Kennedy dabbled in movies after 1931, attempting a takeover of Paramount and loudly decrying subversive fare such as Mr. Smith Goes to Washington and Citizen Kane. He made his moves on Gene Tierney and Joan Fontaine, but the rest of his public life was dominated by an ambassadorship to England, brief aspirations of the presidency, charges of anti-Semitism, and a roundly criticized kid glove approach to Hitler. With other ambitions exhausted, he finally turned his attention to the next generation, preparing his offspring for lives of power and responsibility.

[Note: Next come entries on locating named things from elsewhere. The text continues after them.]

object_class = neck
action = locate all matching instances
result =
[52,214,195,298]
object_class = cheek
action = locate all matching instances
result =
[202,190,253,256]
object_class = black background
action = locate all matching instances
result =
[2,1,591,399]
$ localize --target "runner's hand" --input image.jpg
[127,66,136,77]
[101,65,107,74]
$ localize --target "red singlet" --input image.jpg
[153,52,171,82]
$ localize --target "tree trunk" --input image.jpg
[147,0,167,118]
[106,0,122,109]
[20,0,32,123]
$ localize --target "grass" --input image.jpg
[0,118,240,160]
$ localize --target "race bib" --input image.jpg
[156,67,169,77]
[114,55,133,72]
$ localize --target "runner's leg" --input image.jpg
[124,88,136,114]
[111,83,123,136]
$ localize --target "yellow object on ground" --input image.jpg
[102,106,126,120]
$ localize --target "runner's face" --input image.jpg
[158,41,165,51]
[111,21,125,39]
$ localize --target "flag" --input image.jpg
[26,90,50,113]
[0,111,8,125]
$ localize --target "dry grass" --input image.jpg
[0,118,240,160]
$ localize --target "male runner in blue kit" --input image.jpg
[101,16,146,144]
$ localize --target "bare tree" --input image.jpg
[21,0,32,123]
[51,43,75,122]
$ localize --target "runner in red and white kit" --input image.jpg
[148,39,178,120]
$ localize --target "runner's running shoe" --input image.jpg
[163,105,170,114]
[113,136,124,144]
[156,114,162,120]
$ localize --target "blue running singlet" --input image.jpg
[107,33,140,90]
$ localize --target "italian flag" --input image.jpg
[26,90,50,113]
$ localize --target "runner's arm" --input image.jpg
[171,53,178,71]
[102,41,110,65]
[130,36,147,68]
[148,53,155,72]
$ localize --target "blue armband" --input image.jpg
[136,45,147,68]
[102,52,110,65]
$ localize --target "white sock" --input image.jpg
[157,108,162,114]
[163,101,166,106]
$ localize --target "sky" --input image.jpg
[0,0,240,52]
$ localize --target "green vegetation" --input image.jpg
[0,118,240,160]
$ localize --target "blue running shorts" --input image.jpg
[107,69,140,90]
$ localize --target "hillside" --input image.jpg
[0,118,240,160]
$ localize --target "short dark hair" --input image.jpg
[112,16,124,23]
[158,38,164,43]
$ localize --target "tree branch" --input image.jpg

Author Beauchamp’s iron fortitude is to be admired. It must be dispiriting to spend so much time with a man whose self-interest was as colossal as his conscience was small. She considers that he became “capable of insulating himself in self-justification.” And he may have done so by playing his own version of the classic “Blame the Victim.” Beauchamp wonders if Kennedy believed his prey “had all let themselves be put in a situation where they could be taken. If there was any fault to be found, it was with them for being naive.”

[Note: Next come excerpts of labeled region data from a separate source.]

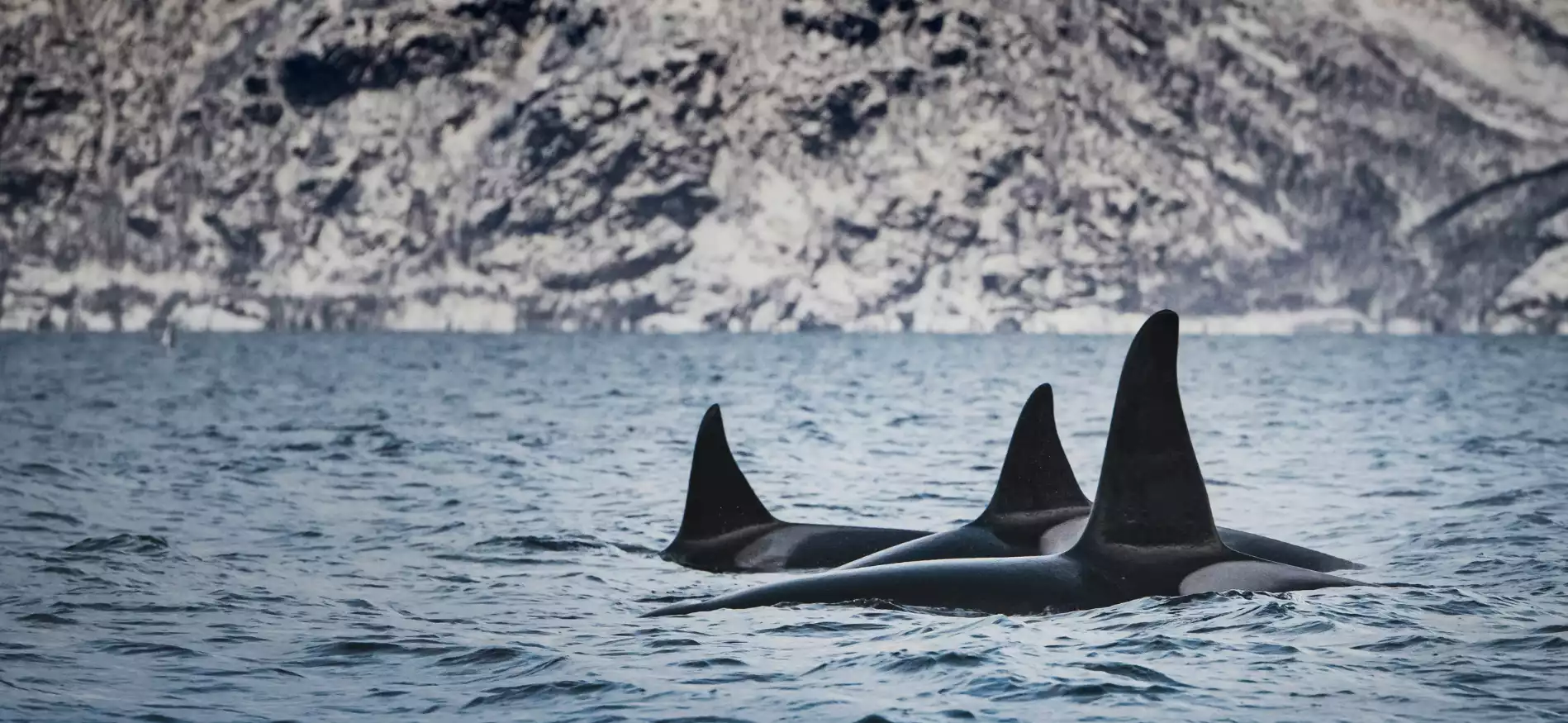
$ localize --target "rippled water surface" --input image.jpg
[0,335,1568,721]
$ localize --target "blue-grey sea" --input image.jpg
[0,334,1568,723]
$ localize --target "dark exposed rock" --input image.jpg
[0,0,1568,331]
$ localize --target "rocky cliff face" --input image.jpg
[0,0,1568,331]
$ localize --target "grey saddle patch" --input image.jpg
[1179,560,1364,594]
[1039,515,1088,555]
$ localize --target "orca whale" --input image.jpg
[643,311,1362,616]
[658,405,930,573]
[840,384,1364,573]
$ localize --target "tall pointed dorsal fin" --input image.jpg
[980,384,1088,519]
[1074,309,1224,552]
[676,405,775,541]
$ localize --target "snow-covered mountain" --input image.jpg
[0,0,1568,332]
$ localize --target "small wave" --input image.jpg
[99,640,202,657]
[463,681,641,711]
[758,623,887,637]
[16,463,74,477]
[295,640,454,668]
[1444,489,1542,510]
[1352,635,1456,653]
[1485,625,1568,651]
[436,646,549,667]
[676,657,746,669]
[26,511,82,526]
[877,651,991,673]
[472,535,611,552]
[17,613,77,625]
[648,639,702,648]
[1082,664,1190,688]
[431,552,576,564]
[66,533,169,555]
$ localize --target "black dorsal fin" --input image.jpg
[1074,309,1224,554]
[980,384,1088,521]
[676,405,775,541]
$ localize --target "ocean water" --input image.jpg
[0,334,1568,721]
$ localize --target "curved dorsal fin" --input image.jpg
[1074,309,1224,554]
[676,405,775,541]
[980,384,1088,521]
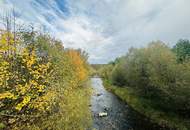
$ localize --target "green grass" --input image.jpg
[104,80,190,130]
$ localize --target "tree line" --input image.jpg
[100,39,190,118]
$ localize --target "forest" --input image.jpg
[0,14,91,130]
[0,0,190,130]
[99,39,190,130]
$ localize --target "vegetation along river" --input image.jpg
[91,78,171,130]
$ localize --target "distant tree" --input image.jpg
[173,39,190,63]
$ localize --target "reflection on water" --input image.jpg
[91,78,171,130]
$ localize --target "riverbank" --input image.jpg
[103,80,190,130]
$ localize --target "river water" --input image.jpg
[91,78,171,130]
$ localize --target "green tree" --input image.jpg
[173,39,190,63]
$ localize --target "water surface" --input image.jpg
[91,78,171,130]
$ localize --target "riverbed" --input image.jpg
[91,77,171,130]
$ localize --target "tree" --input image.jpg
[173,39,190,63]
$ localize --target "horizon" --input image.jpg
[0,0,190,64]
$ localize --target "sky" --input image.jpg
[0,0,190,63]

Someone needed to tell the story of Kennedy in Hollywood, and I’m glad it was Beauchamp. She has a particular aptitude for assembling the jigsaw puzzle of people’s lives. As for Kennedy’s story, if your attention strays from the finer points of one or another business deal, fear not, another one is waiting in the next chapter. And a cleansing shower is recommended upon completion.